Keeping GPU Workloads NUMA-Local in Kubernetes

“NUMA alignment” comes up frequently in GPU infrastructure discussions, but concepts like NUMA nodes, topology policies, and CPU pinning are often assumed rather than well understood. Getting it right is as much the platform engineer’s job as the workload owner’s.

This post isn’t a comprehensive guide to NUMA architecture. It’s a practical account of what happens when you align CPU and GPU resources on Kubernetes nodes: the levels of isolation Kubernetes offers, the gotchas, and what it takes to make it work. My experience is on AMD EPYC hardware.
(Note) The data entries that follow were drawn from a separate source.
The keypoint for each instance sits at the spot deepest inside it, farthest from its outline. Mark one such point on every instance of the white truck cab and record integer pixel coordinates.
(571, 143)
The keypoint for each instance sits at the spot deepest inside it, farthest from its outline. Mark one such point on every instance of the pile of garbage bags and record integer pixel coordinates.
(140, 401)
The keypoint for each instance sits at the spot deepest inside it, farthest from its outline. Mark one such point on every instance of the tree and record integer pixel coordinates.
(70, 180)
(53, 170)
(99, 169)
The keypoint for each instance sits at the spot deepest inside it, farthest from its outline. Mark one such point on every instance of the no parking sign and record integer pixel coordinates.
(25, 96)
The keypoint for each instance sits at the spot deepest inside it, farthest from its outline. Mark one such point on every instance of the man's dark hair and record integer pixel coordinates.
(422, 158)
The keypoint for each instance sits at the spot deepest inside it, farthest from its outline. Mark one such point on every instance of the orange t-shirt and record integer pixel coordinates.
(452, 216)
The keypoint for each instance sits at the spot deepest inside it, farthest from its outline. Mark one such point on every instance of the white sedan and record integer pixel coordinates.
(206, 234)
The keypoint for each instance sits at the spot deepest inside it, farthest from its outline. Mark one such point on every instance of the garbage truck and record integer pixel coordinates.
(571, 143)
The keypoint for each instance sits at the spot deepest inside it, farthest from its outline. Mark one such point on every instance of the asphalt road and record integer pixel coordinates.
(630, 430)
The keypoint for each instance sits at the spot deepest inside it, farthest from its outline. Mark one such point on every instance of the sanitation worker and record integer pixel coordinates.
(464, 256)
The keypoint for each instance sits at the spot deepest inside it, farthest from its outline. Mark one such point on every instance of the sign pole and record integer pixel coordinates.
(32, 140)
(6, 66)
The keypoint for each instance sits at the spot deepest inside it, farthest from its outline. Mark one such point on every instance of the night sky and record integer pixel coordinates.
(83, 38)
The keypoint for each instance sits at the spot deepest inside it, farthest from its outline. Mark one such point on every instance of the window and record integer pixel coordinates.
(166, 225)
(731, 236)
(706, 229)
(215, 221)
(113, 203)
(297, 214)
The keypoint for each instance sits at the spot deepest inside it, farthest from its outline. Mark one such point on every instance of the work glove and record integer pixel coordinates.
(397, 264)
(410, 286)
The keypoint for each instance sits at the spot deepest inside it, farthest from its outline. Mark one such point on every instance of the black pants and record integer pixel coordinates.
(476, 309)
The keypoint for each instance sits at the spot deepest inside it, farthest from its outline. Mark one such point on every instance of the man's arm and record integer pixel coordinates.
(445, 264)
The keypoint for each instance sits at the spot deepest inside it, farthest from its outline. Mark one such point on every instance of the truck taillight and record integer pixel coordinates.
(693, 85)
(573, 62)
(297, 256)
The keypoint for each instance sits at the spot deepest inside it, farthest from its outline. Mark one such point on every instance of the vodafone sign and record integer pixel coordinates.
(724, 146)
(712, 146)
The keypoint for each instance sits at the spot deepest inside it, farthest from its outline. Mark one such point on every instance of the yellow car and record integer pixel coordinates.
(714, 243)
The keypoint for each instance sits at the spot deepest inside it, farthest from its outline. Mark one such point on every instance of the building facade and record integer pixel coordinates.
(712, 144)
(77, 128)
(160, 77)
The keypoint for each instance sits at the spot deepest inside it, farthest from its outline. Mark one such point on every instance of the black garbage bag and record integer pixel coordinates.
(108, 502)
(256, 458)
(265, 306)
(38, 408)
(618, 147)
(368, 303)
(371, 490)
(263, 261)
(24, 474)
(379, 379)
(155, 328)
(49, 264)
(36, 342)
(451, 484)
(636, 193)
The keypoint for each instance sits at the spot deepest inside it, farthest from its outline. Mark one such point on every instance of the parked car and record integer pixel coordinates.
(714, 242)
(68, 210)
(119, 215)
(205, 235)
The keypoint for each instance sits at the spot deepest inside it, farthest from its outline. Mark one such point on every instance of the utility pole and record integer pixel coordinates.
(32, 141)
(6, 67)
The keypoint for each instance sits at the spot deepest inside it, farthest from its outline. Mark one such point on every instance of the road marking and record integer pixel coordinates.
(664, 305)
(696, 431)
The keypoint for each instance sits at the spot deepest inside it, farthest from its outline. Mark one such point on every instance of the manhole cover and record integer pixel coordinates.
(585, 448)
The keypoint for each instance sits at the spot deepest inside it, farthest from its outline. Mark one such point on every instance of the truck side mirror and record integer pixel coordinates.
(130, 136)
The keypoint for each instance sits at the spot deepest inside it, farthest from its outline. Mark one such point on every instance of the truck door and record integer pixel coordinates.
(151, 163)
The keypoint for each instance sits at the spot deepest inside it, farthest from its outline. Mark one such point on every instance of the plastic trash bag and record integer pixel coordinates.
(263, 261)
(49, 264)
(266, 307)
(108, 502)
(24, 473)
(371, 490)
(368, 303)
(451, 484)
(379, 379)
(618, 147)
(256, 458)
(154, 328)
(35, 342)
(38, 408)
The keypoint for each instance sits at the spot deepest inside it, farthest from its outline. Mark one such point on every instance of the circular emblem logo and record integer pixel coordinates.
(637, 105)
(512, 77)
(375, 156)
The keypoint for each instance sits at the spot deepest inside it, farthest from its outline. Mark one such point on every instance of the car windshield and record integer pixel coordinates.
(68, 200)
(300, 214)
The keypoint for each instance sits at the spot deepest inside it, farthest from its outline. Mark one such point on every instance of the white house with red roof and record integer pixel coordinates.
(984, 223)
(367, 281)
Intel has analogous concepts (Sub-NUMA Clustering instead of NPS, UPI instead of Infinity Fabric), but I haven’t worked with Intel in this context, so I’ll stick to what I know.

Table of Contents

Key Terminology

If you’re already familiar with CPU cache hierarchies, sockets, and PCIe, skip ahead. Otherwise, expand below for the shared vocabulary used throughout the post.

Show terminology

CPU Socket: The physical slot on a motherboard that holds a processor. Multi-socket servers (commonly 2-socket) have multiple processors, each with its own cores and local memory.
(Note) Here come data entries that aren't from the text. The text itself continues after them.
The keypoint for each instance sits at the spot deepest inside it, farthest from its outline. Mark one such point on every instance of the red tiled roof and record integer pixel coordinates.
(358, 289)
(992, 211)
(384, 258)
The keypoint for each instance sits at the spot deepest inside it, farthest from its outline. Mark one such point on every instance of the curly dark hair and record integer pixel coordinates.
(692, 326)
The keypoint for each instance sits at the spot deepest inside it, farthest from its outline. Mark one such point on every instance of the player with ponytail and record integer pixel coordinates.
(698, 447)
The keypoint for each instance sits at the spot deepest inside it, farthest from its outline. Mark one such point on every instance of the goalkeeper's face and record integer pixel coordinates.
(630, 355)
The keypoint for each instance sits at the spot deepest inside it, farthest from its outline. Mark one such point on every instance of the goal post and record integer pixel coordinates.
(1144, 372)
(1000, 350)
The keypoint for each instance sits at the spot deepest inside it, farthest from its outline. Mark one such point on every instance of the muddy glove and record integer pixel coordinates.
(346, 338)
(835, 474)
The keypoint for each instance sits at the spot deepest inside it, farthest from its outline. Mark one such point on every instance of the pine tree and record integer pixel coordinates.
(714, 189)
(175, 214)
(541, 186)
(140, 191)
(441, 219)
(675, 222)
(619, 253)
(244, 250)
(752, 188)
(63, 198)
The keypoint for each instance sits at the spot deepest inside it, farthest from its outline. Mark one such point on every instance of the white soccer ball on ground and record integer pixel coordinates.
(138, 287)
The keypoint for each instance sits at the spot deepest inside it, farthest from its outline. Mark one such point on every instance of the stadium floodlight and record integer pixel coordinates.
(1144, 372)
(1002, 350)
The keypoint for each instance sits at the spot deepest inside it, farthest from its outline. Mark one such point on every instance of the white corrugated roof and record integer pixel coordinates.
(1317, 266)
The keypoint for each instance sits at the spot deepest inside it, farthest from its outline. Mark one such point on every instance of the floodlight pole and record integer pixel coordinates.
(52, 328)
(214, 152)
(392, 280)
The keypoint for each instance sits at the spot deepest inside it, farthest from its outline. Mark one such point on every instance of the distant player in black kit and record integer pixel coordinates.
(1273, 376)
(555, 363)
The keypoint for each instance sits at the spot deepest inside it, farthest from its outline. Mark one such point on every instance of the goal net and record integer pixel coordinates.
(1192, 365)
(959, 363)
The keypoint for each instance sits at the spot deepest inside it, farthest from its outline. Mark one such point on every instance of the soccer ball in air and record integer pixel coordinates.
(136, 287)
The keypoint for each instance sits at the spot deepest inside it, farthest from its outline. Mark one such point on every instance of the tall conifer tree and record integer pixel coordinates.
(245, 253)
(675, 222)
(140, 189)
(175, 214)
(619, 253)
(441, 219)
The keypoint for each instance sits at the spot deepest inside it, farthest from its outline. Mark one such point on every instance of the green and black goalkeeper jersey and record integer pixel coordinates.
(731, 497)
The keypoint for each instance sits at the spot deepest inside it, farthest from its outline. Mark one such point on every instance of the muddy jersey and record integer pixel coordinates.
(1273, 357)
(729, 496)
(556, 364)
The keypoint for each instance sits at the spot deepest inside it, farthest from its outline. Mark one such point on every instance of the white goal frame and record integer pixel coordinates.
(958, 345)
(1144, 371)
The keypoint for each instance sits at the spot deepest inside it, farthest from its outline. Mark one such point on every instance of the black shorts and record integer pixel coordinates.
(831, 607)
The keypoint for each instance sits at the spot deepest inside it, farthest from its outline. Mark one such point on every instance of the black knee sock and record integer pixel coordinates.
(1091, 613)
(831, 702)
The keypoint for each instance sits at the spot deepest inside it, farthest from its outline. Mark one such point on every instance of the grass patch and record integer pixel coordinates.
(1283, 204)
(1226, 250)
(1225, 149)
Physical Core vs. Logical Core: A physical core is a single processing unit on the CPU die. With SMT (“hyperthreading” on Intel), each physical core presents as 2 logical cores that share the core’s execution resources and caches.

L1/L2 Cache: Small, fast caches private to each physical core (L1 is smaller and faster than L2). Two containers sharing a physical core, one logical core each, compete for the same L1/L2 space.

L3 Cache (Last-Level Cache): A larger cache shared among a group of cores. On AMD EPYC, it’s shared within a Core Complex (CCD) of typically 8 cores. Cores sharing an L3 cache can exchange data quickly through it.

Interconnect: The high-speed link between CPU sockets ( Infinity Fabric on AMD, UPI on Intel). Accessing memory locally is faster than going cross-socket over the interconnect.

PCIe: The bus connecting CPUs to devices like GPUs and NICs. Each PCIe root complex is wired to a specific CPU socket, so a GPU is physically closer to one socket than another.

DMA: Lets devices like GPUs read from and write to system memory directly, without the CPU copying data byte-by-byte. If the data sits in memory attached to a different NUMA node than the GPU, the DMA read crosses the interconnect.

What is NUMA?

NUMA (Non-Uniform Memory Access) describes a memory architecture where the time it takes a CPU core to access memory depends on where that memory physically sits relative to the core.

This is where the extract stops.